The researchers said it may not be just a coincidence that several vehemently homophobic public figures are often caught engaging in homosexual acts. They cited examples of Ted Haggard, the evangelical preacher who opposed gay marriage but was exposed in a gay sex scandal in 2006 and Glenn Murphy, Jr., the former chairman of the Young Republican National Federation and vocal opponent of gay marriage, who was accused of sexually assaulting a 22-year-old man in 2007.
"We laugh at or make fun of such blatant hypocrisy, but in a real way, these people may often themselves be victims of repression and experience exaggerated feelings of threat," Ryan said. "Homophobia is not a laughing matter. It can sometimes have tragic consequences," he said, pointing to cases such as the 1998 murder of Matthew Shepard or the 2011 shooting of Larry King.
The implicit and explicit sexual orientations of participants were measured by how they reacted to words, and images with sexual associations, during a split-second timed task.
Students were shown connotative words, and pictures of straight and gay couples, while the computer tracked precisely the time they took to respond. They were also asked to agree or disagree on statements like, "I felt controlled and pressured in certain ways," and "I felt free to be who I am," to measure how democratic or authoritarian their parents were. For studying the level of homophobia in a household, participants responded statements like, "It would be upsetting for my mom to find out she was alone with a lesbian" or "My dad avoids gay men whenever possible."

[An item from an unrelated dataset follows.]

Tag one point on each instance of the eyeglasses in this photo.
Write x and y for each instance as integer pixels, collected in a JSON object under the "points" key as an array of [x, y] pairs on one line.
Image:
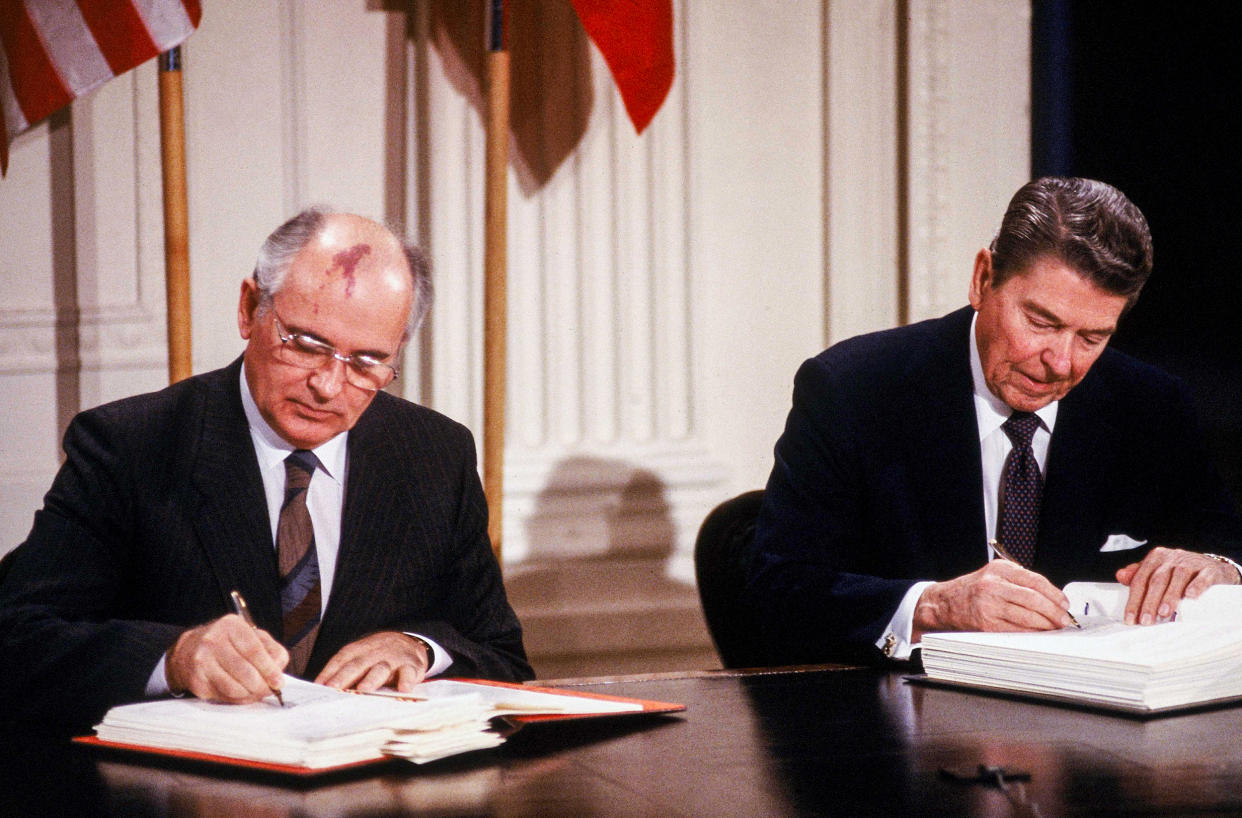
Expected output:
{"points": [[307, 351]]}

Subjects, who said they were heterosexual, but reported homosexual tendencies during tasks, were more likely to be hostile to gays, the study found.
In an earlier study, conducted by the Department of Psychology, University of Georgia in 1996, it was found that homophobia is associated with homosexual arousal that the homophobic individual is either unaware of or denies.
The findings of the study conducted by a team from the University of Rochester, the University of Essex, England, and the University of California in Santa Barbara, will be published in the April issue of the Journal of Personality and Social Psychology.